Crafton, 46, was a member of the Northwest Arkansas Business Journal’s 2000 class of Forty Under 40.

Though he officially joined the company 16 years ago, his entire life has been shaped by the company his father, Bob Crafton, and partner, Lem Tull, founded in 1963.

“I grew up with this company,” he said. “I’ve always known this company. When I was a kid, I mowed the lawn for Crafton Tull.”

The firm has expertise in the fields of planning, architecture, infrastructure engineering, mechanical engineering and landscape architecture, among others. Crafton Tull has six offices in Arkansas and Oklahoma and employs over 300 people.

An enduring philosophy behind the company’s success is that Crafton Tull has to hire, and retain, the right people. Looking at the current staff, that philosophy is no doubt alive today.

Tom Hopper, Crafton Tull’s chairman, was hired by the founders and has been with the company since 1970. On the other hand, up-and-comer Jonathan Ely, who joined the firm straight out of college nine years ago, was a Forty Under 40 honoree this year who has been nominated to the Emerging Leaders program of the American Council of Engineering Companies of Arkansas. 

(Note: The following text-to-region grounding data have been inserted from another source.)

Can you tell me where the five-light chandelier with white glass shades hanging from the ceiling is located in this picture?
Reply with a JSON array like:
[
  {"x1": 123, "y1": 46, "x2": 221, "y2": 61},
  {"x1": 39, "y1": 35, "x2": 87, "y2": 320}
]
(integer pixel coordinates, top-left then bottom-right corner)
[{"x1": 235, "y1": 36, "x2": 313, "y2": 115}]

Looking at Hopper and Ely, Crafton is convinced he and Jim Tull, the company’s chief financial officer, are following in the footsteps of their fathers.

“It was always about the people they hired,” Crafton said. “And that’s the same with us. That’s what I’m proud of — the longevity of the staff.”

Crafton was at the helm when the firm faced its most trying time, the Great Recession, when a lot of the firm’s core work just wasn’t there. But around the same time, the firm entered a new and lucrative field, surveying for the oil and gas industry. The economy has since improved, and last year, Arkansas voters passed a half-cent sales tax for road improvements, the lifeblood of firms like Crafton Tull.

With the business doing better than ever and with the support of his family, Crafton truly can’t complain.

“I’m very blessed,” he said. “Better than I deserve, no doubt about it.”